L’intervento, improvviso e mai preceduto da episodi, avvisi o contestazioni, ha interessato una famiglia che, peraltro, non risiede neppure nel Comune di Lanciano. L’allontanamento sarebbe stato eseguito dai servizi sociali, con l’assistenza delle forze dell’ordine e, secondo quanto comunicato alla famiglia, su autorizzazione della Procura, a causa di presunte criticità igienico-sanitarie e presenza di cani in casa accuse fermamente contestate dai genitori caduti nel panico.
«Chiederemo immediatamente l’accesso integrale agli atti e la verifica dei presupposti di una misura tanto grave e traumatica», dichiarano gli avvocati Angelo e Sergio Pisani, difensori di Pietro Loffredo, padre dei bambini e della piccola Fortuna, vittima della tragica vicenda di violenza e omicidio avvenuta anni fa nel Parco Verde di Caivano.
«La tutela dei minori – dicono gli avvocati -richiede accertamenti rigorosi, proporzionalità e un controllo giudiziario immediato. Chiediamo trasparenza e giustizia senza ritardi, nell’interesse del benessere psicofisico dei tre bambini e per evitare sofferenze e conseguenze irreparabili».
I legali chiedono inoltre che siano adottate tutte le cautele necessarie e assicurato un immediato sostegno psicologico ai minori e ai genitori.

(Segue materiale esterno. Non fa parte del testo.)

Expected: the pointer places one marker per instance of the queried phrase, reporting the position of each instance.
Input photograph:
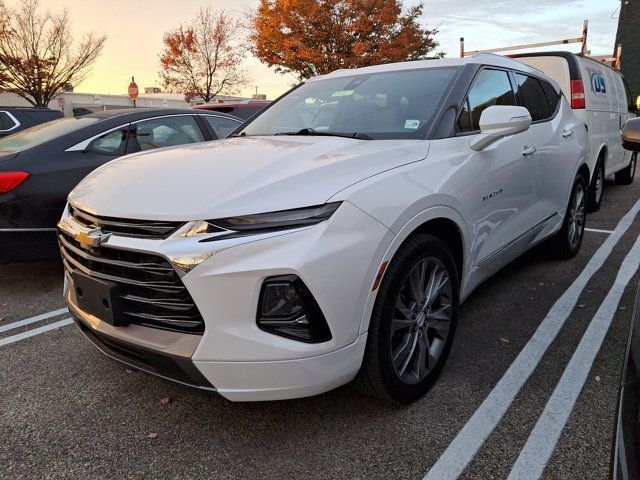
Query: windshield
(42, 133)
(384, 105)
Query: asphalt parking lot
(66, 411)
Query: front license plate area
(99, 298)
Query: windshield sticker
(342, 93)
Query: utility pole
(628, 36)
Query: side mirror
(500, 121)
(631, 135)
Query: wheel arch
(443, 222)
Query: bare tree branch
(204, 57)
(38, 55)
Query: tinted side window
(553, 97)
(165, 132)
(6, 122)
(490, 87)
(222, 126)
(532, 97)
(112, 143)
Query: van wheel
(596, 188)
(413, 322)
(566, 243)
(625, 176)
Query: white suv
(330, 238)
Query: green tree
(38, 55)
(314, 37)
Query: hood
(237, 176)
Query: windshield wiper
(311, 131)
(241, 134)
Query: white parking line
(37, 318)
(485, 419)
(597, 230)
(34, 332)
(543, 438)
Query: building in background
(73, 102)
(629, 37)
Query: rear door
(600, 97)
(552, 132)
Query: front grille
(125, 226)
(151, 291)
(175, 368)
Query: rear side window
(490, 87)
(6, 122)
(532, 97)
(165, 132)
(553, 97)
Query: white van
(600, 97)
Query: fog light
(288, 309)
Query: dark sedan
(41, 165)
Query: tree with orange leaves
(204, 57)
(314, 37)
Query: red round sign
(133, 91)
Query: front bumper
(337, 260)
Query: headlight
(264, 222)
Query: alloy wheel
(421, 320)
(599, 184)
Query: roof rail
(611, 61)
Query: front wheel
(625, 176)
(566, 243)
(413, 322)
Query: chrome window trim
(220, 116)
(78, 147)
(15, 121)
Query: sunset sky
(135, 29)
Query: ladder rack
(613, 61)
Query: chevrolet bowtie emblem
(92, 239)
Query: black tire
(564, 244)
(596, 188)
(625, 176)
(379, 374)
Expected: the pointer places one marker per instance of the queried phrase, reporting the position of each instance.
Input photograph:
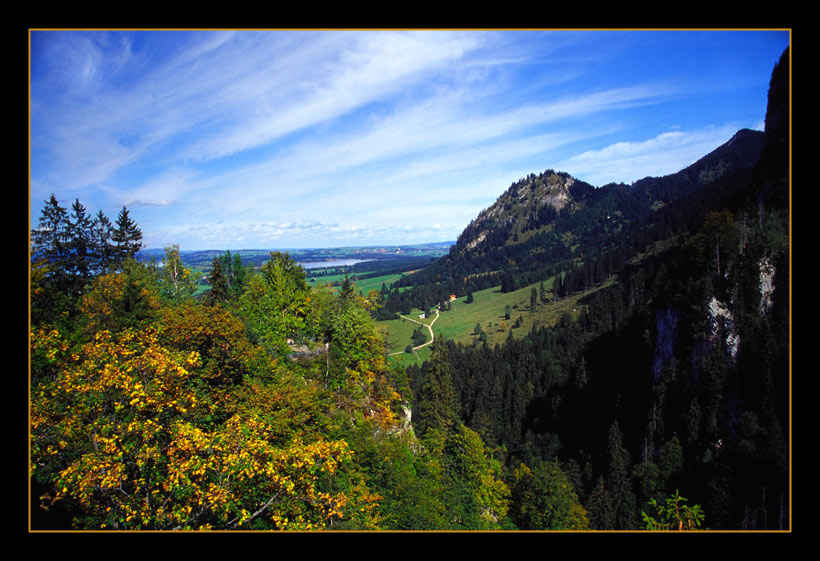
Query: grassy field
(488, 310)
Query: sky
(290, 139)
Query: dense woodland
(665, 405)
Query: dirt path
(429, 328)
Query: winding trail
(429, 328)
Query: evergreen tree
(177, 283)
(219, 284)
(436, 406)
(101, 231)
(619, 482)
(127, 237)
(544, 499)
(50, 241)
(80, 247)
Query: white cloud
(664, 154)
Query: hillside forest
(267, 402)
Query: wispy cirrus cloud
(207, 133)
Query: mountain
(674, 377)
(551, 223)
(555, 201)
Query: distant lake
(331, 263)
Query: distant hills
(256, 257)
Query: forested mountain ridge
(552, 223)
(677, 376)
(153, 408)
(536, 202)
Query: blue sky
(294, 139)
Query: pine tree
(80, 247)
(219, 284)
(436, 406)
(50, 240)
(127, 237)
(619, 482)
(101, 231)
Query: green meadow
(488, 310)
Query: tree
(51, 281)
(619, 482)
(176, 280)
(544, 499)
(123, 434)
(220, 284)
(276, 303)
(673, 515)
(79, 261)
(436, 406)
(127, 237)
(120, 300)
(101, 231)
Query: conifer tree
(436, 406)
(101, 230)
(80, 253)
(127, 237)
(619, 482)
(50, 241)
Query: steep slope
(677, 376)
(551, 222)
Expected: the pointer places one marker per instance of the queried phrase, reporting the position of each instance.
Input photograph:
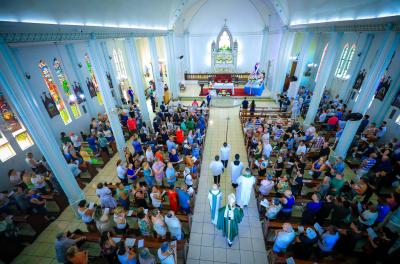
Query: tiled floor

«Non si può ignorare che questo padre ha già subito la perdita tragica di una figlia. Un nuovo e improvviso distacco senza reali pericoli e giustificazioni rischia di riaprire una ferita devastante e di provocare una grave destabilizzazione emotiva nell’intero nucleo familiare. Ogni rischio deve essere valutato e prevenuto con la massima urgenza. Faremo tutto quanto previsto dalla legge per ristabilire la verità e ottenere il rapido ricongiungimento dei bambini con i genitori fino a coinvolgere sulla tragica vicenda tutte le istituzioni, nel rispetto di valori e principi costituzionali».